Origine : http://www.humanite.fr/journal/2000-07-14/2000-07-14-228496

Un sentiment d’appartenance communautaire

À quelles évolutions obéissent aujourd’hui les grandes fêtes populaires ? Quelle est la frontière entre domaines public et privé ? Entretien avec Anne Monjaret, chargée de recherches au CNRS.

Sociologue, Anne Monjaret poursuit ses recherches dans le cadre du Centre d’ethnologie française, un organisme situé au sein du Musée national des arts et traditions populaires. Ses travaux portent notamment sur le phénomène que représente la fête de la Sainte-Catherine

L’engouement que l’on rencontre aujourd’hui à l’égard des grands rassemblements ne vous semble-t-il pas contradictoire avec l’individualisme qui traverse notre société ?

Anne Monjaret. Je ne le crois pas. L’individu appartient aujourd’hui à des réseaux multiples, et pas seulement à une communauté traditionnelle, comme il pouvait en exister dans le milieu rural. Maintenant, en ce qui concerne les fêtes, il semble que l’on navigue en permanence entre deux tendances. Ainsi, on observe un développement des fêtes individuelles qui ont pour cadre l’espace intime. Parallèlement, on assiste au succès des grands rassemblements du type Gay Pride. Et puis on est aussi confronté au grand rassemblement qui se termine au café ou chez soi. Ce phénomène de balancier entre la manifestation publique et l’initiative privée semble bien s’installer durablement.

Peut-on vraiment parler d’un accroissement des grands rassemblements ?

Anne Monjaret. Je dirais plutôt qu’ils n’ont pas la même forme. Autrefois, les grandes fêtes du type carnaval étaient liées aux cycles de vie. Aujourd’hui, ces manifestations relèvent de la sphère institutionnelle, en ce sens qu’elles ont pour promoteur l’État, les municipalités, un événement d’ampleur internationale ou une association. Je pense que la naissance de la Fête de la musique en 1982 a constitué un des prémices de ce phénomène. Bien sûr, il y a une chose qu’il faut reconnaître, c’est que ce type de rassemblement rencontre un certain renouveau. C’est notamment le cas de la Fête de la musique qui, voilà quelques années encore, avait tendance à s’essouffler. Parallèlement, le secteur commercial a tenté, non sans succès, de développer des fêtes du type Halloween, la Fête des mères ou des grand-mères, plutôt liées à la vie privée.

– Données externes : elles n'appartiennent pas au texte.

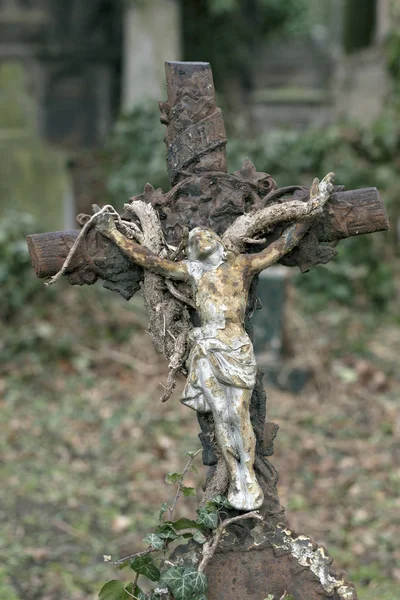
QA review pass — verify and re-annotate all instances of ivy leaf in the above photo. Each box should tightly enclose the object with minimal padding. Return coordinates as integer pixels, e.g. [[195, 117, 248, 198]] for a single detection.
[[158, 502, 168, 521], [162, 567, 208, 600], [143, 533, 164, 550], [193, 531, 207, 544], [131, 554, 161, 581], [171, 517, 201, 531], [211, 496, 230, 507], [157, 523, 178, 540], [99, 579, 132, 600], [181, 485, 196, 498], [196, 507, 218, 529], [132, 585, 146, 600], [165, 473, 183, 485]]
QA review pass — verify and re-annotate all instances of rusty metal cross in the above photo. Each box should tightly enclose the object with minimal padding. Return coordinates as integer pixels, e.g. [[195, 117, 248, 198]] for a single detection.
[[28, 62, 388, 600]]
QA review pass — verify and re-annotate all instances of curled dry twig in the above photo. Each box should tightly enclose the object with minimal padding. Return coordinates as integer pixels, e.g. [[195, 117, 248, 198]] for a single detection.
[[222, 173, 335, 252], [198, 511, 263, 573]]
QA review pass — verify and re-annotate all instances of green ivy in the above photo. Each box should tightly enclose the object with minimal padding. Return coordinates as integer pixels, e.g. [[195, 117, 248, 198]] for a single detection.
[[160, 567, 208, 600], [0, 212, 54, 320], [105, 106, 400, 312]]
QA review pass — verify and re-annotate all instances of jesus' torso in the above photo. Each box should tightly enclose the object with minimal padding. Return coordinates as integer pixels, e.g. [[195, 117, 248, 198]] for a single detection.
[[187, 253, 251, 344]]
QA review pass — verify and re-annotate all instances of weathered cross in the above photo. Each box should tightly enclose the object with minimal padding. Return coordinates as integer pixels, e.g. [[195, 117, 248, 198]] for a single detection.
[[28, 62, 388, 600]]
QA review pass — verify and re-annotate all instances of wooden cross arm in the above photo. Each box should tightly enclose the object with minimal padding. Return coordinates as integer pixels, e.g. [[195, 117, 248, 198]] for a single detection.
[[27, 228, 143, 300], [27, 188, 389, 288], [314, 188, 389, 242]]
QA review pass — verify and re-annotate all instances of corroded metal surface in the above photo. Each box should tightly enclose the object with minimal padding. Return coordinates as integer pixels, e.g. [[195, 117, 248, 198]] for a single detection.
[[96, 175, 333, 511], [160, 62, 228, 184]]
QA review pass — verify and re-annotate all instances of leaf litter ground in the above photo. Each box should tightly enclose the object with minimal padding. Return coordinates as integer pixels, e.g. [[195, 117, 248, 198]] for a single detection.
[[0, 282, 400, 600]]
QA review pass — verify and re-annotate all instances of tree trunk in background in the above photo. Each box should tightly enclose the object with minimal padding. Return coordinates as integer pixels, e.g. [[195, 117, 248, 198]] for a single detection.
[[122, 0, 181, 111]]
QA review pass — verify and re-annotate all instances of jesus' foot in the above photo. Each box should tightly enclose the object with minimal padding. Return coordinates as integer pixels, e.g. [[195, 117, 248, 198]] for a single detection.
[[227, 478, 264, 512]]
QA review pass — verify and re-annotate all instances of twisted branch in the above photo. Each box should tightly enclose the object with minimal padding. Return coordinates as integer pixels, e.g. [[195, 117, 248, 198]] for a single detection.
[[222, 173, 334, 252]]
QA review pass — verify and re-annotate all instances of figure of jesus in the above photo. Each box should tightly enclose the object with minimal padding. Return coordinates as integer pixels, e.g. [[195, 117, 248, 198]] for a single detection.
[[96, 178, 332, 511]]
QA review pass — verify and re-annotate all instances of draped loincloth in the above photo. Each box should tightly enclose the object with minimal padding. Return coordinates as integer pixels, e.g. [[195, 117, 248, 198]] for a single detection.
[[181, 327, 257, 412]]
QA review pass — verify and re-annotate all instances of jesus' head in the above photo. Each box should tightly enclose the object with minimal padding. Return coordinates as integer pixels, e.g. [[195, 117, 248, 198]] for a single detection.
[[187, 227, 225, 262]]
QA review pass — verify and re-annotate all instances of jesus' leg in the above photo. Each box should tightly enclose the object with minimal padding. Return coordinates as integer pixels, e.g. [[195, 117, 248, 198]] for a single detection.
[[200, 360, 263, 510]]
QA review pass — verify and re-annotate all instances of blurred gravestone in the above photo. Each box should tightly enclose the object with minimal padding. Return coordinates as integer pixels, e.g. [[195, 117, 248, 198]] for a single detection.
[[0, 61, 68, 229], [252, 266, 308, 393], [122, 0, 180, 111]]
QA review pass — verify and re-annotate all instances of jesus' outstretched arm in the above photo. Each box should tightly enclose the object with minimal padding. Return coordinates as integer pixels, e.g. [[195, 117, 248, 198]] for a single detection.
[[247, 221, 310, 274], [96, 213, 189, 281]]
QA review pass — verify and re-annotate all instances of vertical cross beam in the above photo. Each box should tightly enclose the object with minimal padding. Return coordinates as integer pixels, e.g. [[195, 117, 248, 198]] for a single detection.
[[160, 62, 228, 185]]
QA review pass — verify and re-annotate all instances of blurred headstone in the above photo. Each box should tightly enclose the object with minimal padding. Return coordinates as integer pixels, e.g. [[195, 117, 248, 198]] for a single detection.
[[122, 0, 180, 111], [0, 61, 68, 230], [252, 266, 309, 393]]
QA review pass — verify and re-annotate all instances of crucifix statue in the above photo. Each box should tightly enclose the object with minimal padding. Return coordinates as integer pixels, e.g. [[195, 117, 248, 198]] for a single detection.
[[28, 62, 388, 600]]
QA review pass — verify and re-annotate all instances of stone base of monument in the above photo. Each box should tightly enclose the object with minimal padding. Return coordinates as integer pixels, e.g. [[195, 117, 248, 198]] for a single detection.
[[206, 526, 357, 600]]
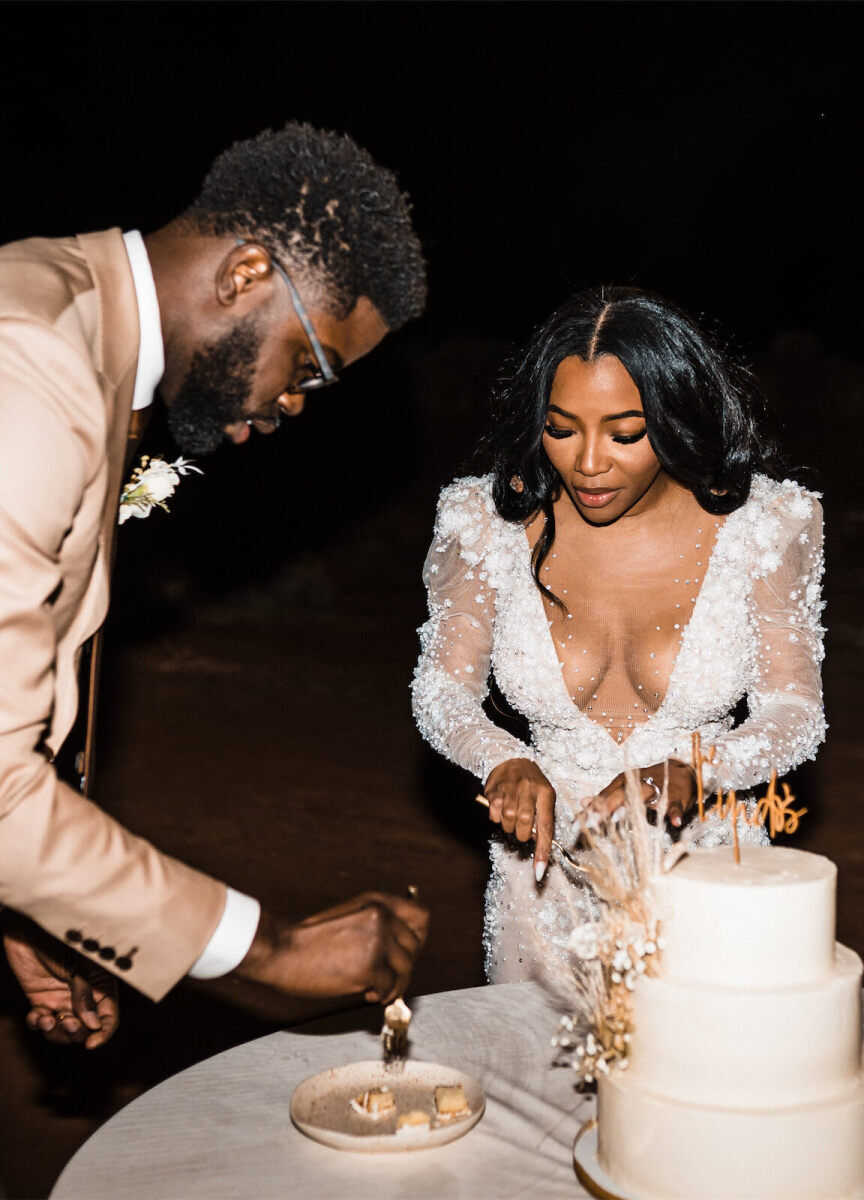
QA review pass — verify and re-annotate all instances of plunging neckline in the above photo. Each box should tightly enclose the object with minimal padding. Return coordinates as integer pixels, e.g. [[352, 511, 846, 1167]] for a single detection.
[[516, 499, 749, 749]]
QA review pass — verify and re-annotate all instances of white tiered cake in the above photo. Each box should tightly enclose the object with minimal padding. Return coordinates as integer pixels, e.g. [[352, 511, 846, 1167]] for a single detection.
[[598, 846, 864, 1200]]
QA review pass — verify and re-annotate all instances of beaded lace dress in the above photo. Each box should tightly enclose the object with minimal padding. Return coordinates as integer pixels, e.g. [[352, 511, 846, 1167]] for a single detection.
[[413, 475, 826, 983]]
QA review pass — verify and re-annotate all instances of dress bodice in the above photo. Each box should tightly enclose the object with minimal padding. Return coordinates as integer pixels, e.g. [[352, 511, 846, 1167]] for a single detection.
[[414, 476, 824, 810]]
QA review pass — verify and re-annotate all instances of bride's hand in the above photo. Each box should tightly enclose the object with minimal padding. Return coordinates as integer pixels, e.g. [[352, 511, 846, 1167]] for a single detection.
[[590, 758, 696, 828], [484, 758, 556, 883]]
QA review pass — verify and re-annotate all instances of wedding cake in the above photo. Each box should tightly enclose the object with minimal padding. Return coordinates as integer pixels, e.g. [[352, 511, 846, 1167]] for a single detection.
[[598, 846, 864, 1200]]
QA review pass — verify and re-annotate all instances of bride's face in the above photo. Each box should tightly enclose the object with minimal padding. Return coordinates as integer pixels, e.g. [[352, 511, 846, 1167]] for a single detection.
[[542, 354, 660, 526]]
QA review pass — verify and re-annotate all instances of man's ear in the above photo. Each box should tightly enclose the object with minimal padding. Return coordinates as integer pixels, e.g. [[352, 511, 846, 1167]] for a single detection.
[[216, 242, 272, 308]]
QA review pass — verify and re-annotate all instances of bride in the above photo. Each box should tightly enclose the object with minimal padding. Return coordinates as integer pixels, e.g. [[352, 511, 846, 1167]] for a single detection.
[[413, 288, 824, 983]]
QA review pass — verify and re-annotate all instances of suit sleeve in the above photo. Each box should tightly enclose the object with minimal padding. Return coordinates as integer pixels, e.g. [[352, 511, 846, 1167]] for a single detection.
[[0, 319, 226, 1000]]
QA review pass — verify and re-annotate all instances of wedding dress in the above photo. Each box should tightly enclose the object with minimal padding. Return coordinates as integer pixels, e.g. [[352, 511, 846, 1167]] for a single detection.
[[413, 475, 826, 983]]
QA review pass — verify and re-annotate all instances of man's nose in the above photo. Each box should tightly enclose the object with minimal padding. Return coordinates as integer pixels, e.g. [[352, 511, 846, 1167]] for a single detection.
[[276, 391, 306, 416]]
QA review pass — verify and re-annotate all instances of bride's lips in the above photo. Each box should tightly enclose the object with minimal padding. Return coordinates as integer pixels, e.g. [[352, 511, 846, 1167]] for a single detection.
[[574, 487, 620, 509]]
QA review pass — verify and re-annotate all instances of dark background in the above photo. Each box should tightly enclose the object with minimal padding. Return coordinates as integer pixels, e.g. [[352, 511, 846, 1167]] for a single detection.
[[0, 0, 864, 1196]]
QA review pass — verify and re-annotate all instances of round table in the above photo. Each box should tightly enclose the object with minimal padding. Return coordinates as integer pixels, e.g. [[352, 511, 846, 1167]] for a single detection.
[[52, 983, 595, 1200]]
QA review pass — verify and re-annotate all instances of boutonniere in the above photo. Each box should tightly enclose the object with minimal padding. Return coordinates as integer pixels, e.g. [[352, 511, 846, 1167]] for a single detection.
[[119, 454, 204, 524]]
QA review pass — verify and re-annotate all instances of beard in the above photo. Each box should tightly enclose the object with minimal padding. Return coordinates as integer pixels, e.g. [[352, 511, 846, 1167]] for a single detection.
[[168, 317, 264, 456]]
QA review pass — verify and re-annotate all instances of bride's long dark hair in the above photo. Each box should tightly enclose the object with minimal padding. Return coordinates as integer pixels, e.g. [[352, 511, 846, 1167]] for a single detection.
[[478, 287, 782, 600]]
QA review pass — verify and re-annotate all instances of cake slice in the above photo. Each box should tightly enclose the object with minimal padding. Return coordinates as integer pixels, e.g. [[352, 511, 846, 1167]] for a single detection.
[[434, 1084, 470, 1121], [350, 1087, 396, 1121], [396, 1109, 430, 1136]]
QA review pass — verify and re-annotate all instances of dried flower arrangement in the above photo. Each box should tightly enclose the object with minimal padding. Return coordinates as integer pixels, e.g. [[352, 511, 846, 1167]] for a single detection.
[[550, 772, 686, 1086]]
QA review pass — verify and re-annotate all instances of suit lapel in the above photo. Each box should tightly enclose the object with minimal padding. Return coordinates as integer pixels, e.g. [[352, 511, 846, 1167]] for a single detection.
[[77, 229, 146, 796], [79, 229, 139, 572]]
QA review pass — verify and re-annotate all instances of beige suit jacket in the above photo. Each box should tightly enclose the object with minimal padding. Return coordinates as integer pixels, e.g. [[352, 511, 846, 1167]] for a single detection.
[[0, 229, 226, 1000]]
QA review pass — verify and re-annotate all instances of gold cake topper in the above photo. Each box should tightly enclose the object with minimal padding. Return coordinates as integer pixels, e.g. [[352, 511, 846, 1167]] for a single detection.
[[691, 731, 808, 863]]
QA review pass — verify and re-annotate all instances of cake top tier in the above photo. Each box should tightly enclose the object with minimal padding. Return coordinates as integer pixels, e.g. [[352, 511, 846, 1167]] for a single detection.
[[660, 846, 836, 988], [674, 846, 836, 888]]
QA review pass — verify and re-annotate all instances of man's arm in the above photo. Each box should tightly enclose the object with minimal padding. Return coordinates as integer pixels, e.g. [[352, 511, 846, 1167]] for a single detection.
[[0, 319, 226, 1000]]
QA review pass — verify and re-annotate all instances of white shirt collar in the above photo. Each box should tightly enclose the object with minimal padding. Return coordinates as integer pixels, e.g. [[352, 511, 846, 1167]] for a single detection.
[[124, 229, 164, 410]]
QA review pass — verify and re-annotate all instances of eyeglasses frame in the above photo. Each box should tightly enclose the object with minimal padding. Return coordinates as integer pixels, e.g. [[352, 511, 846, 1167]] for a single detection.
[[235, 238, 338, 391]]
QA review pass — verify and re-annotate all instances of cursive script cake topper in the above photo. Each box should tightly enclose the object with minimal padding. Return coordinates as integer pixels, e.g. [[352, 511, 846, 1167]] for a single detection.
[[690, 731, 808, 863]]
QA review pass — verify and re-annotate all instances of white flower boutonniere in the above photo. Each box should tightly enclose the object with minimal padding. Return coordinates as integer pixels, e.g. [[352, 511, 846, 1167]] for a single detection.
[[119, 454, 204, 524]]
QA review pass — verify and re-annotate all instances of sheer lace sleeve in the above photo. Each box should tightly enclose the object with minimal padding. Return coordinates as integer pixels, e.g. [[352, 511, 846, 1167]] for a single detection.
[[412, 480, 534, 780], [700, 484, 826, 788]]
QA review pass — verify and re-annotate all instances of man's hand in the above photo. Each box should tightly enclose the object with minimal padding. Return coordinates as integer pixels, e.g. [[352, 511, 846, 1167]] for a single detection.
[[484, 758, 556, 883], [234, 892, 428, 1003], [590, 758, 696, 828], [4, 912, 120, 1050]]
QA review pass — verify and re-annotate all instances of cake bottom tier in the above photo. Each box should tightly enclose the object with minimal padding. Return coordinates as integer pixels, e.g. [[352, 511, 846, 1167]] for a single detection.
[[598, 1074, 864, 1200]]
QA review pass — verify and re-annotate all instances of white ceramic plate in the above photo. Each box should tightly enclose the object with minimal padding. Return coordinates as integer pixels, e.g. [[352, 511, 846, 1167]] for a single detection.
[[290, 1060, 486, 1154]]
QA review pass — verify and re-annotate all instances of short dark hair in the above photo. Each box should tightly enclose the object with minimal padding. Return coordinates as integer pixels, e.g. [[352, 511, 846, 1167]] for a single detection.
[[479, 287, 782, 599], [184, 121, 426, 329]]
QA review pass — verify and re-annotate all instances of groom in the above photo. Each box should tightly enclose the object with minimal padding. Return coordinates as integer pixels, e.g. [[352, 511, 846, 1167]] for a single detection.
[[0, 117, 426, 1046]]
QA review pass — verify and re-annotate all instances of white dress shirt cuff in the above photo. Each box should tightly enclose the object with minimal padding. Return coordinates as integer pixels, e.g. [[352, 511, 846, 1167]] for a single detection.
[[188, 888, 260, 979]]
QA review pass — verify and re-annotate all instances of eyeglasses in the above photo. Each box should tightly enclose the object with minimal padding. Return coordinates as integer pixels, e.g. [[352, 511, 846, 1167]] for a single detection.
[[236, 238, 338, 391]]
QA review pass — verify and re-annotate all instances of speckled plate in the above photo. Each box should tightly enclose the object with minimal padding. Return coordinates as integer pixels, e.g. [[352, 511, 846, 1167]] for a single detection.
[[290, 1060, 486, 1154]]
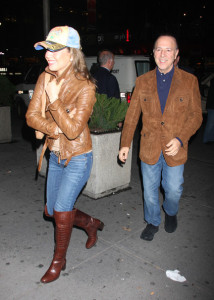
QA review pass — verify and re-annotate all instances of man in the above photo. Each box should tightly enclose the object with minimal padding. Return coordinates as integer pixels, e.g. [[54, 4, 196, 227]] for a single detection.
[[92, 50, 120, 99], [119, 35, 202, 241]]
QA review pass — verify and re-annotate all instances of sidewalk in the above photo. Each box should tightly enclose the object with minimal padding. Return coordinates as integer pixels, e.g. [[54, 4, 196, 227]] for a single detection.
[[0, 116, 214, 300]]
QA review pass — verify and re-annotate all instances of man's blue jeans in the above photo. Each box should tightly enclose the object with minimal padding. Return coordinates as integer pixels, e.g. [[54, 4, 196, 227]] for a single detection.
[[141, 153, 184, 226], [47, 152, 93, 215]]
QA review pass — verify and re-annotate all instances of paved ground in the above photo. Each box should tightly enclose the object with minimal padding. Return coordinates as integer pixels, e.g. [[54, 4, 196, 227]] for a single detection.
[[0, 115, 214, 300]]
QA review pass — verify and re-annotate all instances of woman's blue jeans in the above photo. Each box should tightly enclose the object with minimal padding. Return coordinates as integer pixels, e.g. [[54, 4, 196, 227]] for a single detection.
[[141, 153, 184, 226], [47, 152, 93, 215]]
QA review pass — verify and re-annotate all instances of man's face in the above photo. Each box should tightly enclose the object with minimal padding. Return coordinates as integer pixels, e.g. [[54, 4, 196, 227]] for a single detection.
[[153, 36, 178, 74]]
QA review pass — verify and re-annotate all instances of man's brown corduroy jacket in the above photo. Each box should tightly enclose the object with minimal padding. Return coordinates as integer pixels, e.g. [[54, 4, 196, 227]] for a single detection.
[[121, 68, 202, 167]]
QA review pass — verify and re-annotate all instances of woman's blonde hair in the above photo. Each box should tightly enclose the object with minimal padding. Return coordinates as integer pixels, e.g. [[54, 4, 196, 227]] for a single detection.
[[68, 48, 95, 84]]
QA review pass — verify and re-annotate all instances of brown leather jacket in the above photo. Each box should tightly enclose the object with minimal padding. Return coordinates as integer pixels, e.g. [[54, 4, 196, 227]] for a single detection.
[[26, 67, 96, 164], [121, 68, 202, 166]]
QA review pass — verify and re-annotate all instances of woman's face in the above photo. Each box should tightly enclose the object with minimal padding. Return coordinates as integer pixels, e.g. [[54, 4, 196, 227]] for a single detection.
[[45, 48, 71, 76]]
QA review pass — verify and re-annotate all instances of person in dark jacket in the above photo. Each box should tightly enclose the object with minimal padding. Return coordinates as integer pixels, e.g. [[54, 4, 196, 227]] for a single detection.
[[92, 50, 120, 99], [203, 78, 214, 144]]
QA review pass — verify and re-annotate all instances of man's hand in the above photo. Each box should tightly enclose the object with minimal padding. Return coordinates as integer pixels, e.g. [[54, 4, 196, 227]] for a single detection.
[[119, 147, 129, 163], [165, 138, 181, 156]]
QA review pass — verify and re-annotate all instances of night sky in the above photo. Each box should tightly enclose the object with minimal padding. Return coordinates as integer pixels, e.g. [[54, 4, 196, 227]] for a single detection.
[[0, 0, 214, 56]]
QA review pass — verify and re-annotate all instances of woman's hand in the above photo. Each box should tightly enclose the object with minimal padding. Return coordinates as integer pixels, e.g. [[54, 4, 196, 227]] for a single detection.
[[119, 147, 129, 163], [46, 79, 64, 103]]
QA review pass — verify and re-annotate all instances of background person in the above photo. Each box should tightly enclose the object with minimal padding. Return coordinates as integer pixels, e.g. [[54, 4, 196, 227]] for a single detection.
[[26, 26, 104, 283], [119, 35, 202, 241], [92, 50, 120, 99], [203, 78, 214, 144]]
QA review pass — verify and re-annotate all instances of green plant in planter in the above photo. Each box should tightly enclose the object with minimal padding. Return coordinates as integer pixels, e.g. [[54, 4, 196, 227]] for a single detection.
[[89, 93, 128, 132], [0, 76, 15, 107]]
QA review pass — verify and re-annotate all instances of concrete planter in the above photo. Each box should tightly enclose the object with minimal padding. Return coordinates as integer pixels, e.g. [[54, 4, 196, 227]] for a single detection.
[[0, 106, 12, 143], [83, 132, 132, 199]]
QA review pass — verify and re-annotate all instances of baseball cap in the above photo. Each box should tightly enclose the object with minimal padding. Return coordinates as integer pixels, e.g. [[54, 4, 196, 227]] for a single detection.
[[34, 26, 81, 52]]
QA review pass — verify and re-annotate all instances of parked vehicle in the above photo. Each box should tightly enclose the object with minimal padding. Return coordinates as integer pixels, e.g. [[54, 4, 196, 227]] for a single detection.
[[14, 55, 151, 118], [86, 55, 151, 103]]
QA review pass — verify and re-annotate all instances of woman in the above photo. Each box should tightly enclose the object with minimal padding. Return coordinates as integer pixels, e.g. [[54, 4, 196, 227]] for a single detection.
[[26, 26, 104, 283]]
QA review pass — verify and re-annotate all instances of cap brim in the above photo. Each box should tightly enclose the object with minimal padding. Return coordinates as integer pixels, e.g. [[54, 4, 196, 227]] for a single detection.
[[34, 41, 66, 52]]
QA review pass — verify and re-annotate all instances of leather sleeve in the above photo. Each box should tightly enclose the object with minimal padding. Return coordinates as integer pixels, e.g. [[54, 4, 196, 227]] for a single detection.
[[26, 72, 57, 138]]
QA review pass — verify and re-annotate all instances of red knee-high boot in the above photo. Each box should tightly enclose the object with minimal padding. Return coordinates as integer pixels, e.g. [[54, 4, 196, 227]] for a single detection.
[[41, 210, 76, 283], [74, 209, 104, 249]]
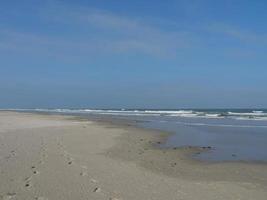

Que recherche-t-on à travers ces grands rassemblements ?

Anne Monjaret. On a affaire à des cycles. Après la phase du bonheur privé, que l’on a aussi appelé le cocooning, vient aujourd’hui celle des plaisirs collectifs. Qui plus est, certains de ces rassemblements ont aussi un caractère revendicatif. Dans le cadre de la Gay Pride, on est à mi-chemin entre la fête et la manifestation. C’est en fait une sorte de syncrétisme. Le langage festif, c’est celui de l’inversion, à la fois carnavalesque et provocatrice, même si cette provocation est de l’ordre de l’implicite. À côté, il y a la manifestation où l’on exprime explicitement son mécontentement ou ses revendications. En ce qui concerne l’incroyable pique-nique du 14 juillet, les choses sont un peu différentes puisqu’il n’y a pas de revendication. J’ai l’impression que les motivations sont un peu comparables à ce qui a pu exister dans le monde de l’entreprise dans les années quatre-vingt. En réaction à la crise et dans le but de stimuler la cohésion de groupe, on s’est alors mis à faire du sport ensemble. On s’est remis à fêter, toujours dans le cadre de l’entreprise, la Sainte-Catherine. Aujourd’hui, j’ai l’impression que l’on retrouve au niveau national cette volonté de renouer collectivement, ainsi que le sentiment d’appartenir à une communauté. Les gens qui vont participer à ce pique-nique en ont-ils conscience ? Je n’en suis pas sûre. Quoi qu’il en soit, cela mériterait d’aller les interroger.